The way the CPU tells the RAM which thing to remember is by using a number called an address.
The CPU can say: "Put the number 126 into slot 73224." And it can say, "Which number is in slot 97221?"
We normally write slot numbers (addresses) in hexadecimal, with 0x in front to remind us that they're hexadecimal. It's tradition.
How does the CPU know which address it wants to access? Simple: the program tells it.
operating systems 101
An operating system's job is to keep the system running smoothly
That doesn't happen when faulty programs are allowed to access memory that doesn't belong to them.
So the operating system decides which memory the program is allowed to access, and which memory it isn't. It tells the CPU this information.
The "Am I allowed to access this memory?" information applies in 4 kilobyte chunks called "pages". Either you can access the entire page, or none of it. That's because if every byte had separate access information, you'd need to waste half your RAM just storing the access information!
If you try to access an address in a page that the OS said you can't access, the CPU narcs to the OS, which then stops running your program.
operating systems 102
Remember this shiny new "virtual memory" feature from the Windows 95 days?
"Virtual memory" means the addresses your program uses aren't the real RAM addresses.
Whenever you access an address, the CPU looks up the real address. This also uses pages. So the OS can make any "address page" go to any "real page".
These are not official terms - OS designers actually say that any "virtual page" can "map" to any "physical page".
If the OS wants a physical page but there aren't any left, it can pick one that's already used, save its data onto the disk, make a little note that it's on disk, and then it can reuse the page.
What if the program tries to access a page that's on disk? The OS lies to the CPU: it says "The program is not allowed to access this page." even though it is allowed.
When the CPU narcs to the OS, the OS doesn't stop the program. It pauses the program, finds something else to store on disk to make room, reads in the data for the page the program wants, then it unpauses the program and tells the CPU "actually, he's allowed to access this page now." Neat trick!
So that's virtual memory. The CPU doesn't know the difference between a page that's on disk, and one that's not allocated. Your program doesn't know the difference between a page that's on disk, and one that isn't. Your program just suffers a little hiccup when it has to get something from disk.
The only way to know whether a virtual page is actually stored in RAM (in a physical page), or whether it's on disk, is to ask the OS.
Virtual page numbers don't have to start from 0; the OS can choose any virtual page number it wants.
computer architecture 102
A cache is a little bit of memory in the CPU so it doesn't have to keep asking the RAM chip for things.

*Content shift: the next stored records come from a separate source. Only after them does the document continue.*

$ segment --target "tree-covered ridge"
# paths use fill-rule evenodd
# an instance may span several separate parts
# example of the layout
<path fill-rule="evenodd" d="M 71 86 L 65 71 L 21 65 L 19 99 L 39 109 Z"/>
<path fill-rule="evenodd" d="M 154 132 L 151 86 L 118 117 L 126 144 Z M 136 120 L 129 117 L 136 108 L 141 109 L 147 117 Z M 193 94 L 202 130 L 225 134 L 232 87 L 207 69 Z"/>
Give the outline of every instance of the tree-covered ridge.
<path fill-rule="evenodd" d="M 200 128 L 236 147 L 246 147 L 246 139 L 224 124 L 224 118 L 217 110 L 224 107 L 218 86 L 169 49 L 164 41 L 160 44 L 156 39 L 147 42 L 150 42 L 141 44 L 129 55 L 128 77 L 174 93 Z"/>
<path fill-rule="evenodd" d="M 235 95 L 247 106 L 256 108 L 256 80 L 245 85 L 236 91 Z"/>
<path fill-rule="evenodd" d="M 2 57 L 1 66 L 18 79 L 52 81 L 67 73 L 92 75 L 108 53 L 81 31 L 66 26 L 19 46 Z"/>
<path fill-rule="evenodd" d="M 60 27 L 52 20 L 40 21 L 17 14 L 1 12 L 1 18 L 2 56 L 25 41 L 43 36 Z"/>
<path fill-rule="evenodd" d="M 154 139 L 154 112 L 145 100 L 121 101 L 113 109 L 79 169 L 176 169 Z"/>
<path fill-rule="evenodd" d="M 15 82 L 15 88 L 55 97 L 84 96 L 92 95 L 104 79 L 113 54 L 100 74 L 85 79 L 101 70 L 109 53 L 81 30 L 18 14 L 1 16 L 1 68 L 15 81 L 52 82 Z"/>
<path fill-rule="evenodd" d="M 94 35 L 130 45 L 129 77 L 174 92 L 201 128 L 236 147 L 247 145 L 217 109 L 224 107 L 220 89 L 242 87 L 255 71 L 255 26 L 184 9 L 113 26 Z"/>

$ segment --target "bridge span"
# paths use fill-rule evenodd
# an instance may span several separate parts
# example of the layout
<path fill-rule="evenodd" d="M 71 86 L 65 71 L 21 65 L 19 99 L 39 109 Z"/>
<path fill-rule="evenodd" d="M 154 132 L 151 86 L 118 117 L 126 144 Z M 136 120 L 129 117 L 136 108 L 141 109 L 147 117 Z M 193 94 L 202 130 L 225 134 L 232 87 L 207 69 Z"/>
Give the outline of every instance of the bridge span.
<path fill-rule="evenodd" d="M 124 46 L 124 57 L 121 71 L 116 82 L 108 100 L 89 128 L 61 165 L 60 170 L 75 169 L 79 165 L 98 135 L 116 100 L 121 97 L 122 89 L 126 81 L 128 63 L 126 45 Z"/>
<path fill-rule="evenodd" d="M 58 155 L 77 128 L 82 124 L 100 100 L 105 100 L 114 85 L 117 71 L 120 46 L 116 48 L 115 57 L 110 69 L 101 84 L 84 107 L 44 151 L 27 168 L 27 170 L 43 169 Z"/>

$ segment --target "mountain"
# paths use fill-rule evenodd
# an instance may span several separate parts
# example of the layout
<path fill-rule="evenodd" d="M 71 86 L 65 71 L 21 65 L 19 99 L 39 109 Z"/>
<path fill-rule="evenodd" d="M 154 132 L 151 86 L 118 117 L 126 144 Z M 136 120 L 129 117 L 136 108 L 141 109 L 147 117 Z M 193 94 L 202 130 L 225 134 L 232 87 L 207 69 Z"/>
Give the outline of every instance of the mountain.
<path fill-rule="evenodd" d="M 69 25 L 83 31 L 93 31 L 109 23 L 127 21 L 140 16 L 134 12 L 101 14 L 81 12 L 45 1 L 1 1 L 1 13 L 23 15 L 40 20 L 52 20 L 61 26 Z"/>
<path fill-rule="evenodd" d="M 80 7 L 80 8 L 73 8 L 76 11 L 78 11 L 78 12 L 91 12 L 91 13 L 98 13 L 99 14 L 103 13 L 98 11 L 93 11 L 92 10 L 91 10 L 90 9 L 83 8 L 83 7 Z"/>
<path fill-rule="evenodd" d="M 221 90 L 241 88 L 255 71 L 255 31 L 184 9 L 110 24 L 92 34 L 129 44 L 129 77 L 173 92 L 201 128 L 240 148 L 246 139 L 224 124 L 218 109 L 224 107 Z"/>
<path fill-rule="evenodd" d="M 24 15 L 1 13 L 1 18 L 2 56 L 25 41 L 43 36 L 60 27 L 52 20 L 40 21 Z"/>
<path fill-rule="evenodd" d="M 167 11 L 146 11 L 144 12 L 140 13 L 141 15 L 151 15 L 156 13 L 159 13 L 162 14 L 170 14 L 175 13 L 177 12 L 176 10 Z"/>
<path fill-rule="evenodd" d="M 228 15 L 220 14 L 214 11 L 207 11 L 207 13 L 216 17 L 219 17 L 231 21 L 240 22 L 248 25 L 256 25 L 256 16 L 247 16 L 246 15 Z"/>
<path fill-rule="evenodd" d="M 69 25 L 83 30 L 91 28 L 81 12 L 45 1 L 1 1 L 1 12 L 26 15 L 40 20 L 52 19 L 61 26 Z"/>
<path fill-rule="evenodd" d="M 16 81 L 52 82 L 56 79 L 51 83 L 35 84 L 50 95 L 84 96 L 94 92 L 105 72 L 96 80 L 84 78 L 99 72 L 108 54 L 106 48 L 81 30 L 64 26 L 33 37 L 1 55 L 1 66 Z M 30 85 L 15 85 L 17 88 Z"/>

The first time the CPU wants to read from a certain address, it asks the RAM chip. Then, it chooses something to delete from its cache, deletes it, and puts the value it just read into the cache instead.
Whenever the CPU wants to read from a certain address, it checks if it's in the cache first.
Things that are in the cache are also in RAM. It's not one or the other.
The cache typically stores chunks of 64 bytes, called cache lines. Not pages!
There isn't a good way to know whether a cache line is stored in the cache or not. Even the OS doesn't know.
programming language design 101
C doesn't want you to know about all this stuff.
C is a set of rules about how you can and can't write programs. The people who design C don't want to have to explain all this stuff, so they make rules about what you can and can't do with pointers, and that's the end of it.
For example, the language doesn't know about virtual memory, because not all types of computers have virtual memory. Dishwashers or microwaves have no use for it and it would be a waste of money.
What does that Hex address physically stand for? Is it a part of my computer's L1 Cache? RAM? SSD?
The address 0x7ffeee63dabc means address 0xabc within virtual page 0x7ffeee63d. It might be on your SSD at the moment or in RAM; if you access it then it has to come into RAM. It might also be in cache at the moment but there's no good way to tell. The address doesn't change no matter where it goes to.
You should think of memory as an abstract mapping from addresses to values, nothing more.
Whether your actual hardware implements it as a single chunk of memory, or a complicated hierarchy of caches is not relevant, until you try to optimize for a very specific hardware, which you will not want to do 99% of the time.
In general memory is anything that is stored either temporarily or non-volatile. Temporary memory is lost when the machine is turned off and usually referred as RAM or simply "memory". Non volatile is kept in a hard disk, flash drive, EEPROM, etc. and usually referred as ROM or storage.
Caches are also a type of temporary memory, but they are referred just as cache and is not considered part of the RAM. The RAM on your PC is also referred as "physical memory" or "main memory".
When programming, all the variables are usually in main memory (more on this later) and brought to the caches (L1, L2, etc) when they are being used. But the caches are for the most part transparent for the app developers.
Now there is another thing to mention before I answer your question. The addresses of a program are not necessarily the addresses of the physical memory. The addresses are translated from "virtual addresses" to "physical addresses" by an MMU (memory protection unit) or similar CPU feature. The OS handles the MMU. The MMU is used for many reasons, two reasons are to hide and secure the OS memory and other apps memory from wrong memory accesses by a program. This way a program cannot access nor alter the OS or other program's memory.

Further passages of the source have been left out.